Technically, this is done by creating a new subscription and deleting its predecessor from the CmContainer. Once the old and new subscription periods have been added, there is no going back, as the two periods cannot be separated again. This is the standard procedure as modelled e.g. by Microsoft, Sony, and Adobe.
Moving subscriptions to a different CmContainer
Subscriptions can be moved into a different CmContainer by a simple merging feature. All the user needs is the ticket for the last activation, with which the subscription can be returned from the old container and then transferred into the new CmContainer.
It has become standard practice for subscriptions to include a defined set of product features, usually the entire feature set that the product in question has on board. The original idea of offering different feature packages that could be changed while a subscription was already running has proven too complex and has virtually disappeared from the market. The usual route chosen for the selling of add-on features is to place these into separate subscriptions running concurrently to the main one.
Another common limitation is the inability to transfer additional subscriptions for the same product into the same CmContainer.

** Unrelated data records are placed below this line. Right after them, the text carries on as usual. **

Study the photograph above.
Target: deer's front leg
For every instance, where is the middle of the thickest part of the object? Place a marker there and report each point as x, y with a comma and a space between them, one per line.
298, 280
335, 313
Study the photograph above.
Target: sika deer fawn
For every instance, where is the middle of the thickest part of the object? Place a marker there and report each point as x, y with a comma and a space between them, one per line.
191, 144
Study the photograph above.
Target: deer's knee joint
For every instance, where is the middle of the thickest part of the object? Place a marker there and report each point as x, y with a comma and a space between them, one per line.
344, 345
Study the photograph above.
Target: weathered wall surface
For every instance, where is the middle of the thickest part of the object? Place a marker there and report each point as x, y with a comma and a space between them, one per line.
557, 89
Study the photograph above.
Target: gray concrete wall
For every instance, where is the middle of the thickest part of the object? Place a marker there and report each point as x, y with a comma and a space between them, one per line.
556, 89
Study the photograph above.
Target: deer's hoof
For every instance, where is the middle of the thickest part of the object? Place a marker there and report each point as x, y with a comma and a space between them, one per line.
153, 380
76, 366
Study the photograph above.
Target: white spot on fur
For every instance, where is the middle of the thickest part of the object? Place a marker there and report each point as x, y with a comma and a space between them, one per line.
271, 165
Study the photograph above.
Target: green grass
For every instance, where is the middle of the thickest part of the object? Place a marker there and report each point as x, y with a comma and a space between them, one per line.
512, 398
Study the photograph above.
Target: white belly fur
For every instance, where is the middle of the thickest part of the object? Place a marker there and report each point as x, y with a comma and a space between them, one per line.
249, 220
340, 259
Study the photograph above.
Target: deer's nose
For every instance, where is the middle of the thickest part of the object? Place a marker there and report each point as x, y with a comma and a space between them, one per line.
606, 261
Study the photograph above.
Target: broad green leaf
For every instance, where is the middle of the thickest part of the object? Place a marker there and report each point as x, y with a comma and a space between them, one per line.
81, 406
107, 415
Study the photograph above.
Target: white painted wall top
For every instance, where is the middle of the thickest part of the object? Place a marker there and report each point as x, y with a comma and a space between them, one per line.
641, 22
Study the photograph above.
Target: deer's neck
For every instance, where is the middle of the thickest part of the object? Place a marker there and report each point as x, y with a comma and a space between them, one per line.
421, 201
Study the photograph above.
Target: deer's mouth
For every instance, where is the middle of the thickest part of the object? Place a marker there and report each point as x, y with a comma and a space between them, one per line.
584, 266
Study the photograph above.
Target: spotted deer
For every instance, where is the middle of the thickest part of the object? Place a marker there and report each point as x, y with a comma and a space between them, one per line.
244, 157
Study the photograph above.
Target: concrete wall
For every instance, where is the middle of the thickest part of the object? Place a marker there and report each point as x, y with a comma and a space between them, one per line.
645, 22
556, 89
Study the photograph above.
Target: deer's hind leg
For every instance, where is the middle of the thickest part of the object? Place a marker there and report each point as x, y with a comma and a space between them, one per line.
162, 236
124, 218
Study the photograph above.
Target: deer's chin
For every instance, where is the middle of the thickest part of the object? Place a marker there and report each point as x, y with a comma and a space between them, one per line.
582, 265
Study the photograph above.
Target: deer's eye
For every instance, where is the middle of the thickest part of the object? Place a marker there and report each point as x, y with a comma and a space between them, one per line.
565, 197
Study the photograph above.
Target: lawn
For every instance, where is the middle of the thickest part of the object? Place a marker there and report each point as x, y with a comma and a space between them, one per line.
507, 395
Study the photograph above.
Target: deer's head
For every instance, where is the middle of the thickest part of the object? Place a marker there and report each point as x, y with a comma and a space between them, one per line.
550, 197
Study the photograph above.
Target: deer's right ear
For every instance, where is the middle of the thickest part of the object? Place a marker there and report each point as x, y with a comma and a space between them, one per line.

A final consideration is that subscription models are defined for a specific number of users. Typically, subscriptions are sold for single-user licenses, which makes this limitation hardly ever relevant in practice.

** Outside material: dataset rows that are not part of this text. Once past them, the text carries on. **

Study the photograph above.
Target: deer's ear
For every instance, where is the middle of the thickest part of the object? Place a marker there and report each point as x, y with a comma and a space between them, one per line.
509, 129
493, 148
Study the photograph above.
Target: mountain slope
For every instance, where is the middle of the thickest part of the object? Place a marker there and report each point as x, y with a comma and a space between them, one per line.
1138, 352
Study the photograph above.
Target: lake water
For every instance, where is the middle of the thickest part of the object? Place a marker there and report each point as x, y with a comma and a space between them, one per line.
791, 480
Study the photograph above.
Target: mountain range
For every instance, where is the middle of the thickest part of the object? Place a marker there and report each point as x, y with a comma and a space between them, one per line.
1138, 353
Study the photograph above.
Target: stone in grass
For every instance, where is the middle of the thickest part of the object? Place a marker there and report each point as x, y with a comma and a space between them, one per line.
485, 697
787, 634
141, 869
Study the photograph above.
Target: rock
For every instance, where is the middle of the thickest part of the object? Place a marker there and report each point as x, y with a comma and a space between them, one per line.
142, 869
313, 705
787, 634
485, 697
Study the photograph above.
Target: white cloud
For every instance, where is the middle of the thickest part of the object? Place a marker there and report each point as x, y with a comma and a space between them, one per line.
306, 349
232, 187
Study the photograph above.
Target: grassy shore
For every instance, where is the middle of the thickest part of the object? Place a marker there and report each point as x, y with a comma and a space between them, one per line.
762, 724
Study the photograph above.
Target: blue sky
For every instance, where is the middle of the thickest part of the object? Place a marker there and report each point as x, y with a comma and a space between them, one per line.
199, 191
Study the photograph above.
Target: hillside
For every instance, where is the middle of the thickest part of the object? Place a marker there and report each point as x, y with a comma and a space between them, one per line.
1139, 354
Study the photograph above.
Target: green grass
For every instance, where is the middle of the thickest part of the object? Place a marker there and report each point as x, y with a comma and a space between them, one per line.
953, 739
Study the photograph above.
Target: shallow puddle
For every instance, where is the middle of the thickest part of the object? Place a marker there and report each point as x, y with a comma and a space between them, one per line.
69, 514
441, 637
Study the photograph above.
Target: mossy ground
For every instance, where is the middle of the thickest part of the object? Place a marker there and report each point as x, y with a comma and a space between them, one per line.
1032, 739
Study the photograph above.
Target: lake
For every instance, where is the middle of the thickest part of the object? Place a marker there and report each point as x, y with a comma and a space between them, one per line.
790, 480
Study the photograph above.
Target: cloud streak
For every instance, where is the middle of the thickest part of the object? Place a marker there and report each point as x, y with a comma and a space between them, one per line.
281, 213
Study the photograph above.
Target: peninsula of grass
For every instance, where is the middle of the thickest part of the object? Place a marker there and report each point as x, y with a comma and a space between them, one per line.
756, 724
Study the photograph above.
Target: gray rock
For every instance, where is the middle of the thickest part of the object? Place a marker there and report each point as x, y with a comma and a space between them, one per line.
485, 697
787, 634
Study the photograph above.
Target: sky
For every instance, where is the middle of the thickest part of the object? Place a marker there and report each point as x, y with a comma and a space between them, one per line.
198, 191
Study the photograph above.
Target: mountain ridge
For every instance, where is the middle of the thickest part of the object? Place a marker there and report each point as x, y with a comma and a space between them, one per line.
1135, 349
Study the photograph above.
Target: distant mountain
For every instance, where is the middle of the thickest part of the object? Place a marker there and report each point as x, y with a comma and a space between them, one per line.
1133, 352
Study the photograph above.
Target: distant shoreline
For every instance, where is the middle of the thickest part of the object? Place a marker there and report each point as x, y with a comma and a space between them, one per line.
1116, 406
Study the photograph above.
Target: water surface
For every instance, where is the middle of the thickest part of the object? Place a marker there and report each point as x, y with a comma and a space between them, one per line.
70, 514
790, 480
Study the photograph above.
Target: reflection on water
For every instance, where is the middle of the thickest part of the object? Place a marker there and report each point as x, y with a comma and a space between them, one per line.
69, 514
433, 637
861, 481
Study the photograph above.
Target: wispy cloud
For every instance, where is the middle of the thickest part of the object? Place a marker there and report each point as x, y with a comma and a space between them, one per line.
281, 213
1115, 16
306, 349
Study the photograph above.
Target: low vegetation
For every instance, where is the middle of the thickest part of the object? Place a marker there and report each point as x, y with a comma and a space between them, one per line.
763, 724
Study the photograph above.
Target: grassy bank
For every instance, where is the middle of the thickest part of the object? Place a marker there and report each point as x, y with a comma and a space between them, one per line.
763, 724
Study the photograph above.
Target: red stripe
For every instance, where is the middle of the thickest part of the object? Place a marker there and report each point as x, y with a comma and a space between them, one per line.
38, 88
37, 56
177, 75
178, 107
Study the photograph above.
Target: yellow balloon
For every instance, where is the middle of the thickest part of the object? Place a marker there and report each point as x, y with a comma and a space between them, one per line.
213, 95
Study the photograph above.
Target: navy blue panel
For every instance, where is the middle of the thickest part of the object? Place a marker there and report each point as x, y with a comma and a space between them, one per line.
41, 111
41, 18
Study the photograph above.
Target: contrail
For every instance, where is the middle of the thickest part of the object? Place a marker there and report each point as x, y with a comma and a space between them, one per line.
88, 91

The limitations of subscriptions models can be summed up in a simple definition: 30/90/365-day subscriptions are offered for licenses with fixed feature sets and can be extended by one of several renewal options.

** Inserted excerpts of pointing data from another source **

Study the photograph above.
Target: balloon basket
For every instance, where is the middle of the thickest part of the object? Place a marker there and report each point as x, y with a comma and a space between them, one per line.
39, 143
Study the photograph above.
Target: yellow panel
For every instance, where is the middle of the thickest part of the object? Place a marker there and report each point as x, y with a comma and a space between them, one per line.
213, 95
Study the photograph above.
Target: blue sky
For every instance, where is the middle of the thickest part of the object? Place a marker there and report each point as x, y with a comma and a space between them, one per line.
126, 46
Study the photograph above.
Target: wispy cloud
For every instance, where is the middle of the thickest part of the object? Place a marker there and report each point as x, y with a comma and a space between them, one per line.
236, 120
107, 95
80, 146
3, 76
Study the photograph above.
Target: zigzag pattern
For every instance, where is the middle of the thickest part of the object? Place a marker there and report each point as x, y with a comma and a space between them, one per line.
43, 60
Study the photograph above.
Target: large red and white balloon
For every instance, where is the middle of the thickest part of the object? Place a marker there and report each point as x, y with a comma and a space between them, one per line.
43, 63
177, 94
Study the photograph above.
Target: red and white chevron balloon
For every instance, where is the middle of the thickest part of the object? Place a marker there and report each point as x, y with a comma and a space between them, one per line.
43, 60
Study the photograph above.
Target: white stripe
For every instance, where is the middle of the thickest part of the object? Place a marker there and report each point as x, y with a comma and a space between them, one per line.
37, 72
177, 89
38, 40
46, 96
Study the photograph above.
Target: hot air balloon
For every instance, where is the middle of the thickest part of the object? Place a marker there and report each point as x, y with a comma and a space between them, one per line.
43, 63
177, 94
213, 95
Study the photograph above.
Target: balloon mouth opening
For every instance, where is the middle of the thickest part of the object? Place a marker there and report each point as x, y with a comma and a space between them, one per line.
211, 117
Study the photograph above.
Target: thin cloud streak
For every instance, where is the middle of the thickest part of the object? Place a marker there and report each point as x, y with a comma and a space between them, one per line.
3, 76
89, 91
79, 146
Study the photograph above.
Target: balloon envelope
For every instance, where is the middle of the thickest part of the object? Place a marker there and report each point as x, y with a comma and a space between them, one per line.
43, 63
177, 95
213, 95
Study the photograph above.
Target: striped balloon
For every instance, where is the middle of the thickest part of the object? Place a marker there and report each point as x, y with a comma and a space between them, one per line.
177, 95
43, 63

One important aspect to consider when offering subscription licenses is how to integrate resellers as a key sales channel. Expecting your sales partners to only handle the first sale and then hand over the lucrative revenue stream from license renewals back to you is not a reasonable option.
Subscriptions allow you to create any number of tickets for any number of subscriptions and renewals. These tickets can be sold through all sales channels you employ. Whether a user already owns a subscription or needs a new one only comes into play upon the actual activation.
You can put in place individual customer or regional protections if you wish. The simplest way to do so is to create separate articles with custom display names. The rules are simple: Same display name, compatible licenses. Different display name, incompatible licenses.
Users have a choice for accessing their licenses: WebDepot, a custom software activation wizard, or the License Portal. They can use the portal to log on and manage their licenses or subscriptions by self-service. One additional advantage of the portal is that users do not need to keep track of their tickets, because they only need their log-in details to get access to their licenses.
In a nutshell
30/90/365-day subscriptions are an excellent choice for selling subscription licenses with fixed feature sets. They can be sold via resellers, and they make it easy to combine subscriptions of different lengths, as two different subscription license tickets are only merged when the second ticket is activated.
The model is also a good option for delivering demo or trial versions, as it is possible to add a dynamic renewal option after a certain period of use.